Un tenso thriller repleto de enigmas
El filme, lanzado en los años 90, sigue la historia de Nicholas Van Orton, un millonario con un pasado traumático marcado por el suicidio de su padre. Su hermano, interpretado por Sean Penn, le regala una tarjeta de la empresa CRS (Consumer Recreation Services), invitándolo a participar en un enigmático juego que pronto escala hasta convertirse en una experiencia aterradora. La intriga se centra en la duda constante de Nicholas, que no puede discernir si lo que vive es real o parte de una elaborada broma creada por CRS.
El desenlace de The Game ha generado reacciones mixtas. Mientras algunos espectadores han alabado los giros sorprendentes, otros han criticado la verosimilitud del clímax final. Algo comprensible, ya que los actos del personaje protagonista culminan en una revelación inesperada que transforma toda la narrativa de un modo que puede alienar fácilmente al espectador.
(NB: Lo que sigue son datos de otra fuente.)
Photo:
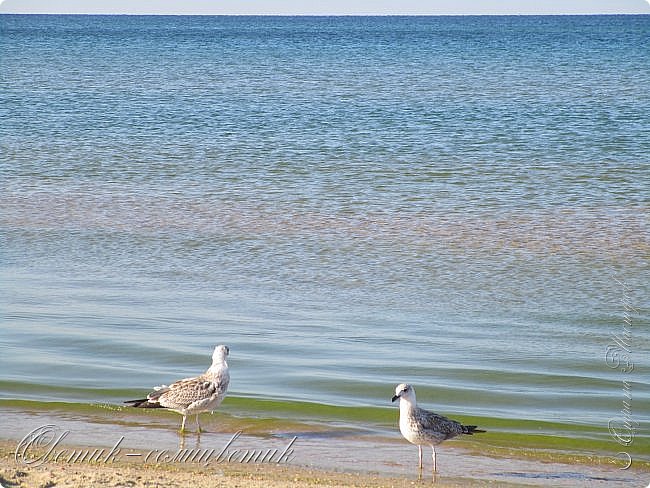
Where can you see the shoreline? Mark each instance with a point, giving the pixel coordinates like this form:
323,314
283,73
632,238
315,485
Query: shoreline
148,446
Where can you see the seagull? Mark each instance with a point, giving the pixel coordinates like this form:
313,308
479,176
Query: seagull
421,427
194,395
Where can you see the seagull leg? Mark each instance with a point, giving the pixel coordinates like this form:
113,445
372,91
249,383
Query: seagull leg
433,456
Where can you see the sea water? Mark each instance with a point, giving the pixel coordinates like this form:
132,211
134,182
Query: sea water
347,202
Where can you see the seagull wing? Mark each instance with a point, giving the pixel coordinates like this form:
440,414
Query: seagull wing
447,428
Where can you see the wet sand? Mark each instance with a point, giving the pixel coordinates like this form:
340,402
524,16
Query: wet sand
146,451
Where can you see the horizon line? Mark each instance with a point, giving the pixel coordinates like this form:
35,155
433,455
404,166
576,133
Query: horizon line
329,15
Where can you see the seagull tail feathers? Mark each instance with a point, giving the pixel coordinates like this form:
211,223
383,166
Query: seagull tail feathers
471,429
143,403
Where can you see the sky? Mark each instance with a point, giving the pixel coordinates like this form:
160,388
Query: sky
328,7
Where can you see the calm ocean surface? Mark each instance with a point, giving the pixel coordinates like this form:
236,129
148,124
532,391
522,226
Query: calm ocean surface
457,202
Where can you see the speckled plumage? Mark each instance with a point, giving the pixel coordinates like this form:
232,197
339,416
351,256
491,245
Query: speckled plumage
421,427
194,395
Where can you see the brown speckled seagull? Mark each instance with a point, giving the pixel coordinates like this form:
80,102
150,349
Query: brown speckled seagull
421,427
190,396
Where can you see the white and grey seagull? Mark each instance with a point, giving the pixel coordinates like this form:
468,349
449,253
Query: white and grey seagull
194,395
421,427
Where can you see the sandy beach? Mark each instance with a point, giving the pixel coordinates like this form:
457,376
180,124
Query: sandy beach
58,448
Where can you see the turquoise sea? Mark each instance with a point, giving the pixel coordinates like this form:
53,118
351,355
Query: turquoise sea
461,203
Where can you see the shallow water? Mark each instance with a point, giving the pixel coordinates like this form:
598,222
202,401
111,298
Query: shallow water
348,203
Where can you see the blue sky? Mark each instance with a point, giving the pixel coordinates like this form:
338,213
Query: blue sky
329,7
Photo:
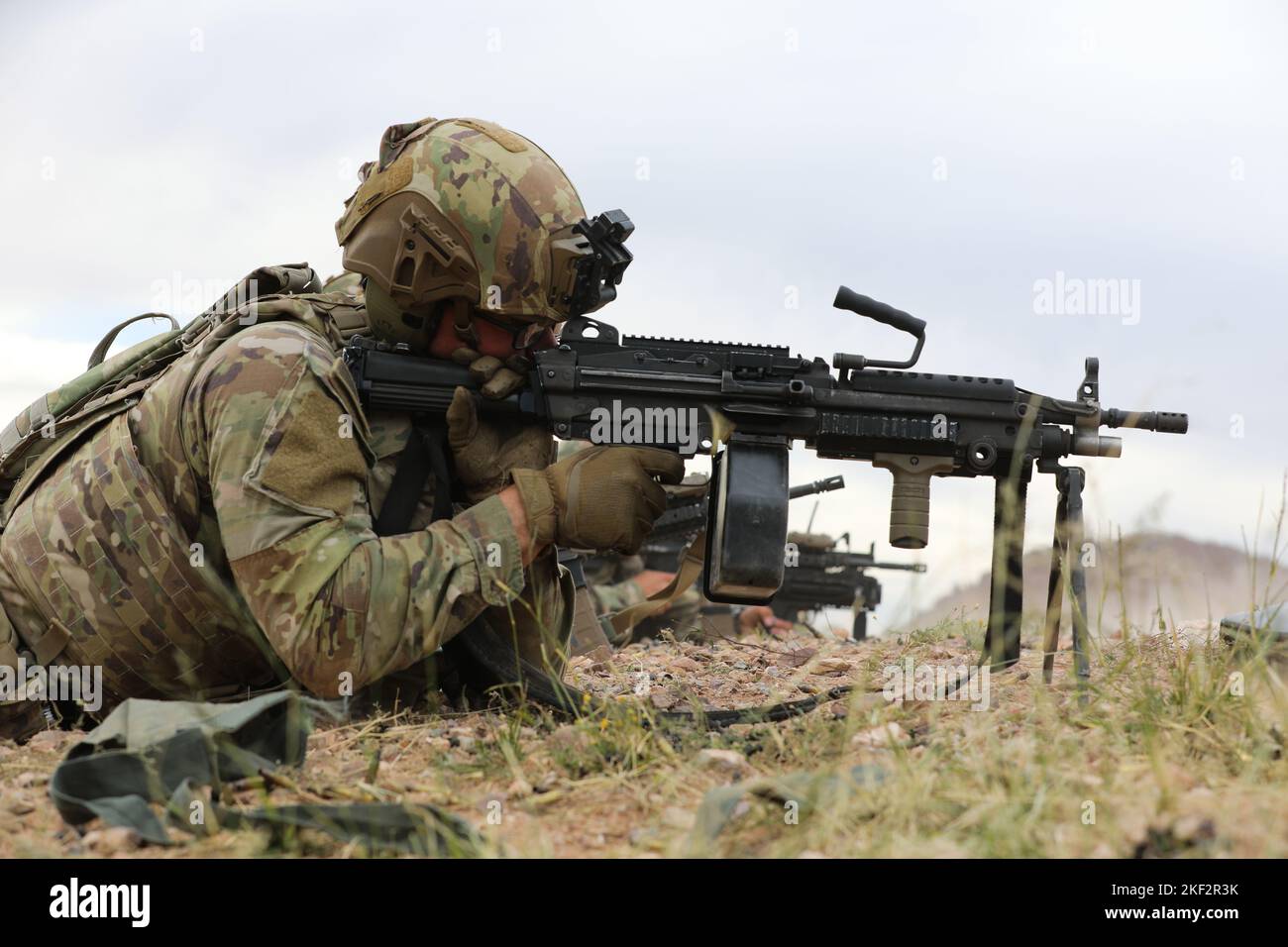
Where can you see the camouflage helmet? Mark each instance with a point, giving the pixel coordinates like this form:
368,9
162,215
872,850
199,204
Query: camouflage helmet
465,209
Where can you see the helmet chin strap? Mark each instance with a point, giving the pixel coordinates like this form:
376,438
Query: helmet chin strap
463,322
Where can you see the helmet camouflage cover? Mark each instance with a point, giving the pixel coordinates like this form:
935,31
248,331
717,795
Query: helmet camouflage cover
462,208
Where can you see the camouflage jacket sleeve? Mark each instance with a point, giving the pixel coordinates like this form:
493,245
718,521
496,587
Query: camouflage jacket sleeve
277,434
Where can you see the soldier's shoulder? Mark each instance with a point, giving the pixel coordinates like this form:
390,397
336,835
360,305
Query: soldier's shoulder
268,359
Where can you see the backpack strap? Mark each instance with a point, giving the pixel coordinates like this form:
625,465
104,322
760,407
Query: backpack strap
99,352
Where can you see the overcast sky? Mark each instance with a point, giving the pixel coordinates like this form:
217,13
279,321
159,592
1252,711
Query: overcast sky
943,158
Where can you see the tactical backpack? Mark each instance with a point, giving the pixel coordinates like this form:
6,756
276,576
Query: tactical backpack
38,437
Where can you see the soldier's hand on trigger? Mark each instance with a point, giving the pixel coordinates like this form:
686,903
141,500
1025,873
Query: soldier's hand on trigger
496,379
485,450
601,497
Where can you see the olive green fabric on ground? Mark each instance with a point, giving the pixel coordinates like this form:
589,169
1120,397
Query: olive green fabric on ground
161,751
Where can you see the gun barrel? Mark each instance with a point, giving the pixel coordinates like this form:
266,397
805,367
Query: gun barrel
1162,421
815,487
902,566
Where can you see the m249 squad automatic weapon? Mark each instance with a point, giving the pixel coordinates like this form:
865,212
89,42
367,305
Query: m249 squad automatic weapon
751,402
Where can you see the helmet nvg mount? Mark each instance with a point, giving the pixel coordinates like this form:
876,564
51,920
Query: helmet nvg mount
465,209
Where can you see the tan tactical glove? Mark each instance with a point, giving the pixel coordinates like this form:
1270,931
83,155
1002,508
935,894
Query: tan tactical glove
601,497
496,379
484,451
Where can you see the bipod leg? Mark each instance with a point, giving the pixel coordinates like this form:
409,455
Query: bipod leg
1077,578
1055,583
1006,594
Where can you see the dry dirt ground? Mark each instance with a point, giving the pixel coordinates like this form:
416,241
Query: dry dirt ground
1177,750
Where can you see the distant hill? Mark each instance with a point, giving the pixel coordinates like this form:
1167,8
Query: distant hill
1189,579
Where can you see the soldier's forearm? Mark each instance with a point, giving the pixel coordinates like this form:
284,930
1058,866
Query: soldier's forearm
519,521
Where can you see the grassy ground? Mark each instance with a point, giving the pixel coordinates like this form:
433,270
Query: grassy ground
1179,751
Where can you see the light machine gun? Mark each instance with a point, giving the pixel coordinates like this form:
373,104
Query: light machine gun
750,402
818,579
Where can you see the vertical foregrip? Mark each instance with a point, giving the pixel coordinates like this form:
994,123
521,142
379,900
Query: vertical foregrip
910,496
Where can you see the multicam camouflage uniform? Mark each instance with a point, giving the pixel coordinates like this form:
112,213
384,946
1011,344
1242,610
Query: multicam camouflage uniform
217,538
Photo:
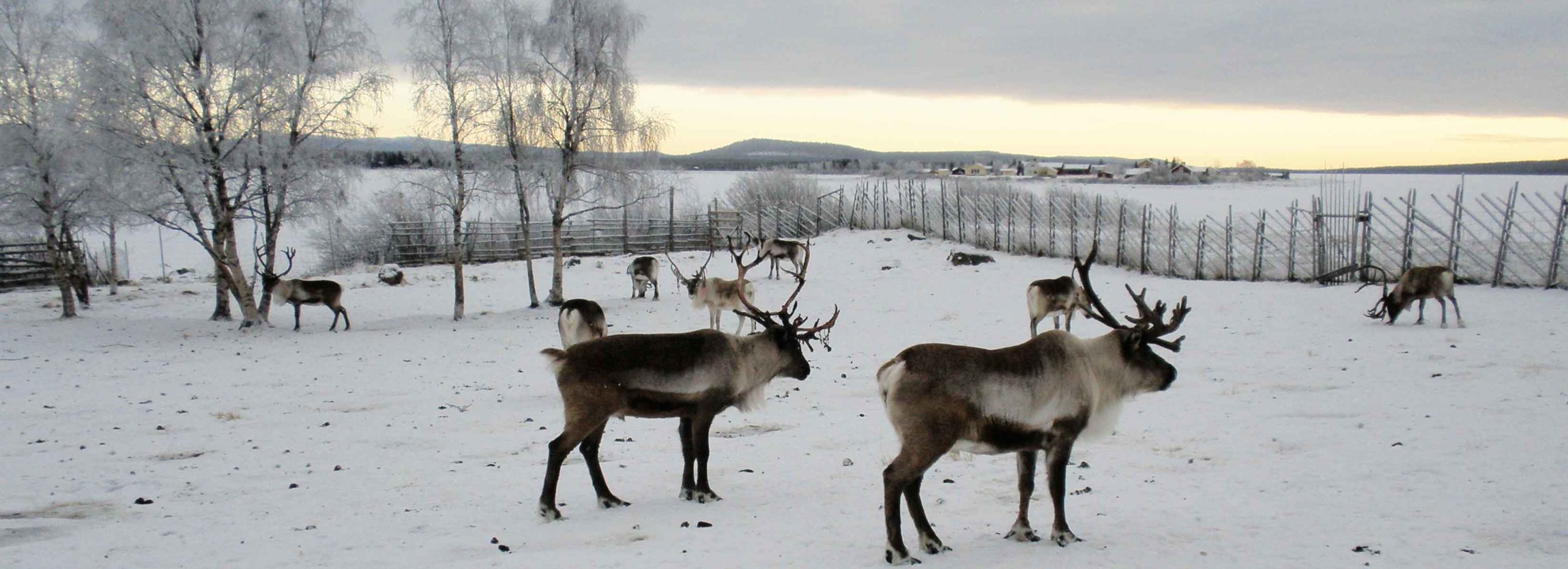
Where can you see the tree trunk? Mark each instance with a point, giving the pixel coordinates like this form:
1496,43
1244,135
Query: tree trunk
220,311
57,259
556,245
527,236
457,262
David Fincher, al reflexionar sobre su trabajo en un reciente evento en la Cinemateca Francesa, admitió haber arriesgado demasiado en su planteamiento. A pesar de no sentirse completamente orgulloso del resultado, describió la película como una experiencia que pone al espectador en el centro del horror abstracto que vive el protagonista. Para aquellos que aún no han visto The Game, pueden disfrutarla a través de plataformas como Filmin o mediante opciones de alquiler.